次のように実行して、ブートストラップ スクリプトを起動します。
sudo ha-cluster-init
NTP が起動時に開始するように構成されていない場合は、メッセージが表示されます。
このまま続行する場合は、スクリプトによって SSH アクセス用と Csync2 同期ツール用のキーが自動的に生成され、両方に必要なサービスが開始されます。
クラスター通信レイヤー (Corosync) を構成するには、次のようにします。
バインド先のネットワーク アドレスを入力します。 既定では、このスクリプトは eth0 のネットワーク アドレスを提示します。 別の方法としては、bond0 のアドレスなどの別のネットワーク アドレスを入力します。
マルチキャスト アドレスを入力します。 このスクリプトは、既定として使用できるランダムなアドレスを提示します。
マルチキャスト ポートを入力します。 このスクリプトは、既定として 5405 を提示します。
SBD ()
を構成するには、SBD に使用するブロック デバイスのパーティションへの永続的なパスを入力します。 このパスは、クラスター内のすべてのノードで一貫している必要があります。
最後に、このスクリプトによって Pacemaker サービスが開始され、1 ノードのクラスターがオンラインになり、Web 管理インターフェイス Hawk2 が有効になります。 Hawk2 に使用する URL が画面に表示されます。

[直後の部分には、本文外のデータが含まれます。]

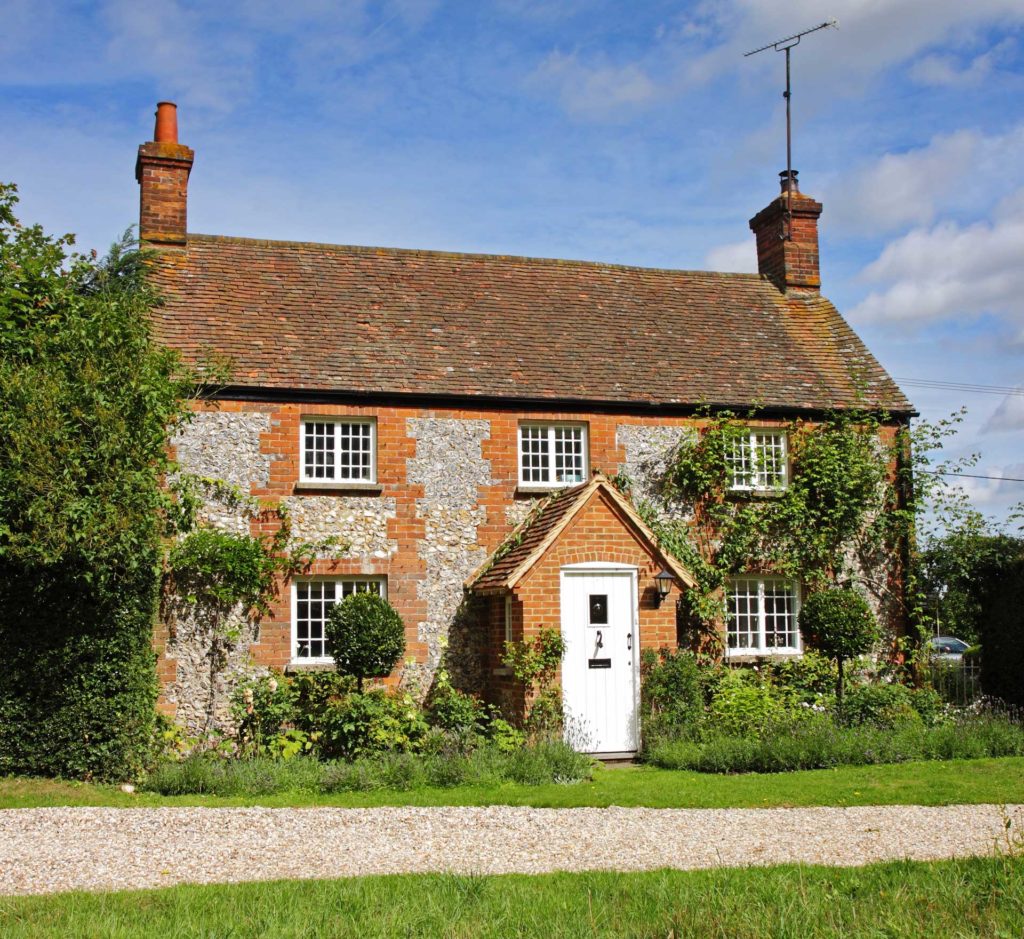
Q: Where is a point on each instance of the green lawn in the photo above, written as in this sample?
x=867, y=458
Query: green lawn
x=997, y=780
x=948, y=899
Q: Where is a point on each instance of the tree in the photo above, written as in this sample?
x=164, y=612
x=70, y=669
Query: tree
x=86, y=400
x=366, y=635
x=840, y=624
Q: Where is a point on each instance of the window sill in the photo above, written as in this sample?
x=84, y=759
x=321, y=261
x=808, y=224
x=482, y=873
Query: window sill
x=535, y=491
x=299, y=666
x=360, y=488
x=749, y=656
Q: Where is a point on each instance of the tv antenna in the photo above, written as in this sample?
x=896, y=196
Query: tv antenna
x=784, y=45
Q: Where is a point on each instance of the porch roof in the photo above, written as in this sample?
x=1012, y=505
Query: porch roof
x=513, y=559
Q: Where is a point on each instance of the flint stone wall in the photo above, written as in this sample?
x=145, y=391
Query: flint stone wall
x=208, y=664
x=648, y=455
x=450, y=466
x=359, y=522
x=225, y=446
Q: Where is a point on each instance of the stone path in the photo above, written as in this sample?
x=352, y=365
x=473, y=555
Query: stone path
x=48, y=850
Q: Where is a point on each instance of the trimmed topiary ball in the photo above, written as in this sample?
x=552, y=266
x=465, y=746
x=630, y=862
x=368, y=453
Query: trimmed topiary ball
x=840, y=624
x=366, y=635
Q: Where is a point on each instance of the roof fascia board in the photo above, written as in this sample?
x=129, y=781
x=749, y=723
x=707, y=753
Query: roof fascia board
x=267, y=394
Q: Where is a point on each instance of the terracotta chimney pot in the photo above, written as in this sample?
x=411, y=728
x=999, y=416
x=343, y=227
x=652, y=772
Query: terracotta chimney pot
x=162, y=170
x=167, y=123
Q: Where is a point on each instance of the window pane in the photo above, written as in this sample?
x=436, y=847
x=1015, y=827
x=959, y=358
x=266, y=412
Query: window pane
x=355, y=452
x=313, y=600
x=739, y=463
x=780, y=621
x=568, y=454
x=769, y=451
x=536, y=458
x=741, y=629
x=318, y=450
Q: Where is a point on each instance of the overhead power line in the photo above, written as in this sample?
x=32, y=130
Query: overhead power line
x=962, y=386
x=971, y=475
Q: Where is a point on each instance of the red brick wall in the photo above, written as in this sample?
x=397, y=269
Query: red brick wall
x=595, y=535
x=162, y=172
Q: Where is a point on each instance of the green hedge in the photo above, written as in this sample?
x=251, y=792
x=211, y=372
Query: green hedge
x=86, y=400
x=79, y=687
x=1001, y=592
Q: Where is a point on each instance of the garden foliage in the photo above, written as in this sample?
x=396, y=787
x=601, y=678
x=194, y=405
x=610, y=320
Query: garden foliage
x=840, y=624
x=366, y=635
x=86, y=399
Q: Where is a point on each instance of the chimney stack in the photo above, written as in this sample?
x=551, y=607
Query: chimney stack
x=162, y=170
x=786, y=231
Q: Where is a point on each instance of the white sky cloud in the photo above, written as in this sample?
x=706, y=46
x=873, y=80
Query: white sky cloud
x=950, y=270
x=1008, y=416
x=740, y=257
x=594, y=91
x=965, y=170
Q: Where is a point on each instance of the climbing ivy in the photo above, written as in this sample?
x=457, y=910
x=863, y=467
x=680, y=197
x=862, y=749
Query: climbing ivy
x=844, y=503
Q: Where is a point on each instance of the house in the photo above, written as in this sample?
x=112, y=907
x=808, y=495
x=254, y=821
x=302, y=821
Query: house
x=424, y=406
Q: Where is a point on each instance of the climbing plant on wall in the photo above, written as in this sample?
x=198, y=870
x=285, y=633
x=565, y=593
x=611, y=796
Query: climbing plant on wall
x=86, y=400
x=845, y=502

セットアップ プロセスの詳細については、/var/log/sleha-bootstrap.log
を確認してください。 これで、実行中の 1 ノード クラスターができました。 crm status を使用してクラスターの状態を確認します。
sudo crm status
また、crm configure show xml
または crm configure show
でクラスター構成を確認することもできます。
ブートストラップ プロシージャで、パスワード linux を使用して hacluster という名前の Linux ユーザーを作成します。 既定のパスワードは、できるだけ早くセキュリティで保護されたものに置き換えてください。
sudo passwd hacluster
既存のクラスターにノードを追加する
クラスターが 1 つ以上のノードで実行されている場合は、ha-cluster-join ブートストラップ スクリプトを使用してクラスター ノードを追加します。 このスクリプトでは、既存のクラスター ノードへのアクセスが必要になるだけで、現在のマシンの基本的なセットアップが自動的に完了します。 次の手順に従います。
YaST
クラスター モジュールを使用して既存のクラスター ノードを構成した場合は、ha-cluster-join
を実行する前に、次の前提条件が満たされていることを確認してください。
- 既存のノードのルート ユーザーに、パスワードなしログイン用の SSH キーがある。
Csync2
が既存のノードに構成されている。 詳細については、YaST による Csync2 の設定に関するページを参照してください。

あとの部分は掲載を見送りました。